If you own a business and you cash your employees checks at your place of business, then deposit these already cashed checks into your company account, should these checks show on your monthly statements as withdrawals or deposits? If they show up as a cashed/withdrawn, doesn't this make them cashed twice? If you do cash them, should you not deposit them, since you cashed them already?
Both. The checks will be part of a deposit, and each check will appear as debits (withdrawals) from your account. If you did not cash checks for your employees, payday would look like this on your business' checking account: a series of check debits would reduce your account's balance as the checks are deposited or cashed by employees and the checks are posted to your account. If the total of the checks you issue is $50,000, your balance will go down by $50,000.
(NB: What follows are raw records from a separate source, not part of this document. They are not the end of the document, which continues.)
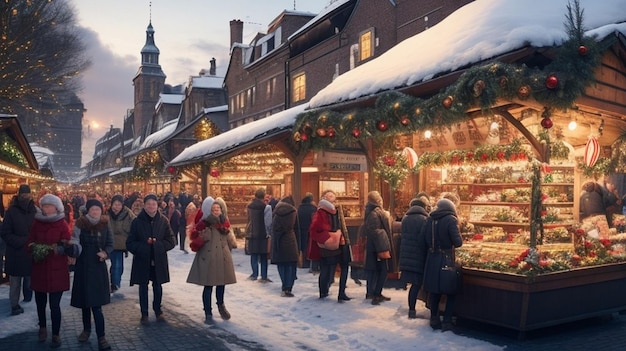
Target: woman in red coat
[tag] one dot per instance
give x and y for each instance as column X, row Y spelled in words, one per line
column 49, row 244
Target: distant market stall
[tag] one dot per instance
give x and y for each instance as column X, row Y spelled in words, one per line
column 18, row 164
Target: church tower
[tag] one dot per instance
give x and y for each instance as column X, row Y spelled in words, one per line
column 148, row 83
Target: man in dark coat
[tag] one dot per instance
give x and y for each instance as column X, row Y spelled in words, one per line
column 411, row 263
column 15, row 229
column 284, row 243
column 442, row 226
column 378, row 248
column 257, row 235
column 149, row 241
column 305, row 215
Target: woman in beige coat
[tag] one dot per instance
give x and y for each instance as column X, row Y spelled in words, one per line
column 213, row 264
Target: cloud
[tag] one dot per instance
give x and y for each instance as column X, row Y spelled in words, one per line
column 107, row 89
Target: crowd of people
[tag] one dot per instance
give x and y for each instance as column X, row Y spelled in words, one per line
column 49, row 235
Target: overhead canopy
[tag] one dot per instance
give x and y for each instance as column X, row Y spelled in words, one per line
column 477, row 32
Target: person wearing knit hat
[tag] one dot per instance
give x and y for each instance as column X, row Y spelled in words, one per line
column 379, row 247
column 411, row 263
column 53, row 200
column 213, row 263
column 258, row 234
column 149, row 240
column 120, row 219
column 443, row 224
column 93, row 202
column 305, row 214
column 326, row 244
column 50, row 275
column 23, row 189
column 16, row 224
column 90, row 289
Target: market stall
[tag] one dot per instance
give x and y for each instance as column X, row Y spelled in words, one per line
column 512, row 140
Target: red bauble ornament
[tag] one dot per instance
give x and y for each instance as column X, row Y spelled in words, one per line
column 382, row 126
column 523, row 92
column 356, row 132
column 547, row 123
column 552, row 81
column 389, row 161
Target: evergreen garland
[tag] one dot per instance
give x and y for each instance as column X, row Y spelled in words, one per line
column 557, row 85
column 10, row 152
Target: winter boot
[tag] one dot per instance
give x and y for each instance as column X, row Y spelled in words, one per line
column 56, row 342
column 43, row 334
column 223, row 312
column 103, row 344
column 84, row 336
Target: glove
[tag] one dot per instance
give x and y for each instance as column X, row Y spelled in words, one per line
column 206, row 235
column 70, row 250
column 58, row 249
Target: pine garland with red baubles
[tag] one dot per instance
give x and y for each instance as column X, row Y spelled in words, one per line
column 556, row 85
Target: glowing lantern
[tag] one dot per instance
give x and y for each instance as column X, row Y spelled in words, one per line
column 592, row 152
column 411, row 157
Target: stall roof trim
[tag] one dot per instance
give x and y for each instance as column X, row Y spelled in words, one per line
column 490, row 28
column 239, row 136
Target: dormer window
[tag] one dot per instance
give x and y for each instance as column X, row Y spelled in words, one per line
column 366, row 44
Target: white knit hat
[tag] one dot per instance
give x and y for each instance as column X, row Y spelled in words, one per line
column 54, row 200
column 206, row 207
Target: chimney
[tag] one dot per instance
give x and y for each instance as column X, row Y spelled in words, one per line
column 212, row 69
column 236, row 32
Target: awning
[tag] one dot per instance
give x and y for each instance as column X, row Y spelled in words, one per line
column 239, row 137
column 121, row 171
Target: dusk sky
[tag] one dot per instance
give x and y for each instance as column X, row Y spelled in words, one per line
column 188, row 34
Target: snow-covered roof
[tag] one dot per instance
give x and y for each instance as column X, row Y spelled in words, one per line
column 38, row 149
column 478, row 31
column 103, row 172
column 221, row 108
column 172, row 99
column 328, row 9
column 121, row 171
column 160, row 135
column 207, row 82
column 241, row 135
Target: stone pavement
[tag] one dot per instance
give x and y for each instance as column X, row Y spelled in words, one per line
column 124, row 332
column 180, row 332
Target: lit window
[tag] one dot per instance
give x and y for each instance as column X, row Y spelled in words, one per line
column 366, row 45
column 299, row 88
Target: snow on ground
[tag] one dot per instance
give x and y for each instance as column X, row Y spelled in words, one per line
column 305, row 322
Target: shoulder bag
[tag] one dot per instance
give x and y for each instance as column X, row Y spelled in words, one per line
column 441, row 275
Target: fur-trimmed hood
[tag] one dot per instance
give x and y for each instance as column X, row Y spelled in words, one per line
column 83, row 223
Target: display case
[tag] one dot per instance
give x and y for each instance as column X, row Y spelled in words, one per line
column 238, row 196
column 495, row 200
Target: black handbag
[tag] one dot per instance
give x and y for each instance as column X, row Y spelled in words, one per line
column 441, row 274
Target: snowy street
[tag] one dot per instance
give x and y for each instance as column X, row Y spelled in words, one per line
column 263, row 320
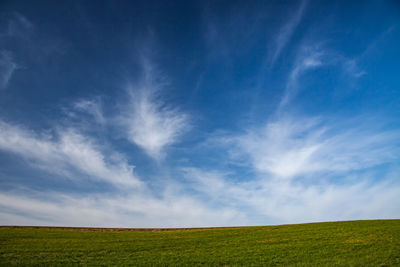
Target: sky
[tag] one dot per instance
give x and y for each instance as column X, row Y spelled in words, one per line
column 198, row 113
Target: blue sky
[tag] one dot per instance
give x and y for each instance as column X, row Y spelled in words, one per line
column 203, row 113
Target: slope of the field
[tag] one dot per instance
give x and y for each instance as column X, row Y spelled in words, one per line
column 354, row 243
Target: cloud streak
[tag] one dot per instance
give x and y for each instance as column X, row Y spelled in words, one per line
column 7, row 68
column 287, row 31
column 289, row 147
column 151, row 123
column 67, row 152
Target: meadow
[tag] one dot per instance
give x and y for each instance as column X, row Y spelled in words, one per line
column 351, row 243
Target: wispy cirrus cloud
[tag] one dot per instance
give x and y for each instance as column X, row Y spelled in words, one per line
column 92, row 107
column 293, row 146
column 7, row 68
column 286, row 32
column 151, row 123
column 141, row 209
column 19, row 26
column 283, row 201
column 309, row 57
column 67, row 152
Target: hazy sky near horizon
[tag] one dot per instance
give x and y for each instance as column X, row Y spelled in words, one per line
column 198, row 113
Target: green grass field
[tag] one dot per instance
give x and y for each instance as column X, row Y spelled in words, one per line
column 354, row 243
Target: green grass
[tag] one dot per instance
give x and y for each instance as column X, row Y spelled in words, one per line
column 354, row 243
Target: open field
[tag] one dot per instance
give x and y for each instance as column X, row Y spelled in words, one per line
column 353, row 243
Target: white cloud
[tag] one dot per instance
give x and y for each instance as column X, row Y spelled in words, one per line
column 287, row 31
column 92, row 107
column 65, row 152
column 289, row 147
column 19, row 26
column 102, row 210
column 309, row 57
column 150, row 122
column 7, row 68
column 267, row 200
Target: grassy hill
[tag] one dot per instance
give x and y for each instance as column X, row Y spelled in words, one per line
column 353, row 243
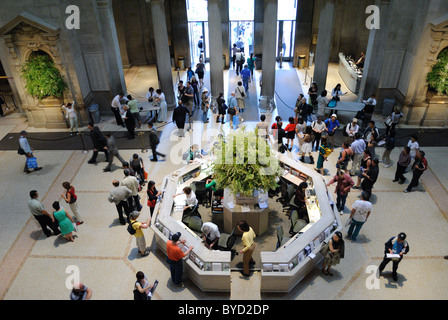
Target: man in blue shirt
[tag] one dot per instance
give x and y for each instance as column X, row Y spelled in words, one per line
column 245, row 76
column 332, row 125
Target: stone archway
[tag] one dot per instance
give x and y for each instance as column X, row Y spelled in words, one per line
column 22, row 36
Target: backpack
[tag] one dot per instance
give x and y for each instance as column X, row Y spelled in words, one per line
column 131, row 230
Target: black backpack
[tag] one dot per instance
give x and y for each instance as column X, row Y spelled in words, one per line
column 131, row 230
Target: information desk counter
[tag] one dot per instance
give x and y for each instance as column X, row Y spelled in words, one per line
column 284, row 268
column 208, row 269
column 350, row 76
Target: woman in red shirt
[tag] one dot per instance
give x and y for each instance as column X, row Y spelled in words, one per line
column 71, row 198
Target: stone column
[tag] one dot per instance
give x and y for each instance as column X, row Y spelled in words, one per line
column 215, row 48
column 323, row 49
column 269, row 50
column 163, row 56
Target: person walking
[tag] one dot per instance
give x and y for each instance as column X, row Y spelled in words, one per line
column 245, row 77
column 361, row 210
column 420, row 165
column 179, row 117
column 404, row 159
column 395, row 245
column 26, row 150
column 324, row 152
column 72, row 199
column 70, row 115
column 112, row 148
column 99, row 142
column 358, row 146
column 240, row 94
column 139, row 236
column 132, row 183
column 45, row 219
column 175, row 256
column 154, row 142
column 116, row 108
column 65, row 221
column 249, row 246
column 153, row 195
column 118, row 196
column 343, row 186
column 333, row 252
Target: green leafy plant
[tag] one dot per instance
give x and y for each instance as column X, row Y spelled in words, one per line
column 244, row 163
column 42, row 77
column 437, row 78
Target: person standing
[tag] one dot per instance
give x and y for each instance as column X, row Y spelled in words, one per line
column 72, row 199
column 153, row 195
column 245, row 77
column 113, row 151
column 343, row 186
column 404, row 159
column 70, row 114
column 358, row 146
column 175, row 256
column 249, row 246
column 318, row 126
column 139, row 236
column 99, row 142
column 332, row 124
column 333, row 252
column 420, row 165
column 65, row 221
column 370, row 177
column 118, row 196
column 132, row 183
column 368, row 110
column 116, row 107
column 361, row 210
column 45, row 219
column 154, row 142
column 210, row 235
column 240, row 94
column 180, row 116
column 205, row 104
column 133, row 108
column 395, row 245
column 25, row 149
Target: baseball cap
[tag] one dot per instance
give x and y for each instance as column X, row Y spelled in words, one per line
column 176, row 236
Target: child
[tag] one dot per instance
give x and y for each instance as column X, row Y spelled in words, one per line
column 324, row 152
column 290, row 131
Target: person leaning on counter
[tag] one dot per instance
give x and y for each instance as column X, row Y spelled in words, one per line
column 249, row 245
column 175, row 256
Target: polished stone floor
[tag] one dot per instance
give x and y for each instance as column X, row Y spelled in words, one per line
column 35, row 267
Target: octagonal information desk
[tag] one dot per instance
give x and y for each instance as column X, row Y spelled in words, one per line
column 281, row 269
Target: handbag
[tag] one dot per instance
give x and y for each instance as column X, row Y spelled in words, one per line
column 31, row 163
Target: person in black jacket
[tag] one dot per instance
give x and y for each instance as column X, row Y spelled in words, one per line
column 99, row 142
column 180, row 116
column 395, row 245
column 154, row 141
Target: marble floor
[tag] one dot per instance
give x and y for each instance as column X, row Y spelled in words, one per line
column 35, row 267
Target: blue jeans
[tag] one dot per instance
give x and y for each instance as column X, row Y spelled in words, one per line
column 354, row 229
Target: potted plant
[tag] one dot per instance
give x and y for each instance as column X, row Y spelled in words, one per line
column 42, row 77
column 245, row 164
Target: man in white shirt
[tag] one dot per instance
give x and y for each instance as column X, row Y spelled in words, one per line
column 361, row 210
column 132, row 183
column 210, row 235
column 358, row 146
column 116, row 108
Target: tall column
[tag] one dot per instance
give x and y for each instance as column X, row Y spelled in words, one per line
column 323, row 49
column 215, row 48
column 269, row 49
column 162, row 50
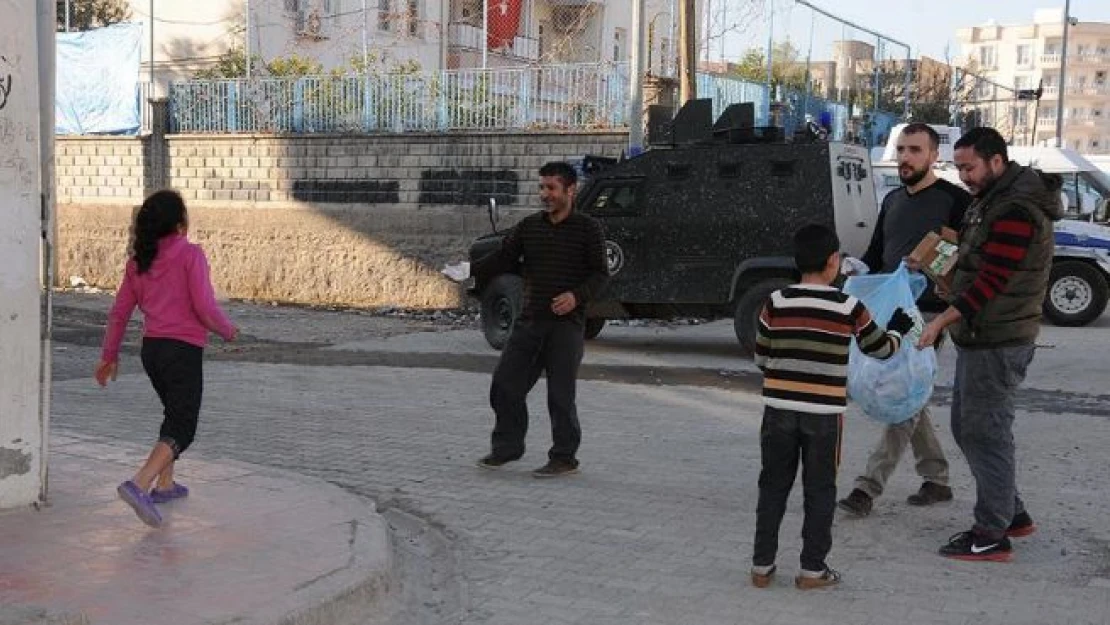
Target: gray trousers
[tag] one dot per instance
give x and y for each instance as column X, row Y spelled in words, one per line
column 917, row 432
column 982, row 424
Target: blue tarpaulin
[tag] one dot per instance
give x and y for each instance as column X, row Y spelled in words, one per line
column 98, row 81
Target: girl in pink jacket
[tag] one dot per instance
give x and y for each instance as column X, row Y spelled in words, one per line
column 168, row 279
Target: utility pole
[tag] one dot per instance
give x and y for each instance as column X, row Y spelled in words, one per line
column 485, row 33
column 246, row 39
column 365, row 49
column 687, row 51
column 152, row 46
column 636, row 79
column 1063, row 76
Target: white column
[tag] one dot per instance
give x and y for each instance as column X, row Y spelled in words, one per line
column 22, row 420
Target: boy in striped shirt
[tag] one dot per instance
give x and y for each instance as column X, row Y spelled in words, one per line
column 801, row 346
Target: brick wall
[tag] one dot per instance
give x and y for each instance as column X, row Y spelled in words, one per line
column 337, row 220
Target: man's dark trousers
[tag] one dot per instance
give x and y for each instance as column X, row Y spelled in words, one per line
column 785, row 439
column 982, row 425
column 535, row 346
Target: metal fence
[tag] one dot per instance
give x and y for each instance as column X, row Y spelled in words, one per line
column 569, row 97
column 543, row 98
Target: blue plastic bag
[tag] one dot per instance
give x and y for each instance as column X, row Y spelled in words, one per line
column 894, row 390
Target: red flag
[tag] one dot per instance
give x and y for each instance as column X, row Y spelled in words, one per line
column 504, row 22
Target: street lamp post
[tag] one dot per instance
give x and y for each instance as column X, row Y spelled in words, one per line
column 1063, row 76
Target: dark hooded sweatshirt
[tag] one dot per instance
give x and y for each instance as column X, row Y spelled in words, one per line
column 1006, row 254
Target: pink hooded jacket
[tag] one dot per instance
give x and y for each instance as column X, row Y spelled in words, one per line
column 174, row 295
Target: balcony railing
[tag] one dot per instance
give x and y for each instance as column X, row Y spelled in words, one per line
column 471, row 37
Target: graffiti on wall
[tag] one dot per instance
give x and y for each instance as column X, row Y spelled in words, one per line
column 468, row 187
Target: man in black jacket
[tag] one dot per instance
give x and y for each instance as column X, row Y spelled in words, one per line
column 925, row 203
column 562, row 253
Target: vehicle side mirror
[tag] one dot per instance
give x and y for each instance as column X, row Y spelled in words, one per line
column 494, row 213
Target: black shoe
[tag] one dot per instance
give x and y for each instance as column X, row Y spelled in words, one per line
column 857, row 502
column 930, row 493
column 1021, row 526
column 556, row 469
column 976, row 547
column 493, row 462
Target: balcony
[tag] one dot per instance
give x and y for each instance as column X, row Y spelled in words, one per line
column 471, row 38
column 1088, row 59
column 1089, row 90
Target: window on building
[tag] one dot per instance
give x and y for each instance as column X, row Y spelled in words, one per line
column 1025, row 54
column 987, row 58
column 385, row 14
column 415, row 16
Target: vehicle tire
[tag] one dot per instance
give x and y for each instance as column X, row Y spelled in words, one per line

Suppose you decide you'll cash those checks at the plant for your employees. That will mean you need to get $50,000 cash. You go to the bank and cash a check for $50,000. Your bank balance is reduced before the pay checks are issued. Then you cash those payroll checks, and what do you have left? A bunch of pieces of paper. You can hold on to them and not deposit them, if you wish, but if you deposit them, they will both add to your balance (the deposit) and deduct from your balance (the checks). The end result is the same as if you didn't cash the checks, and there is a bank-retained record to prove that you paid everyone. You don't need to keep the checks yourself. In either scenario, the employee only gets cash (or value) for his paycheck once.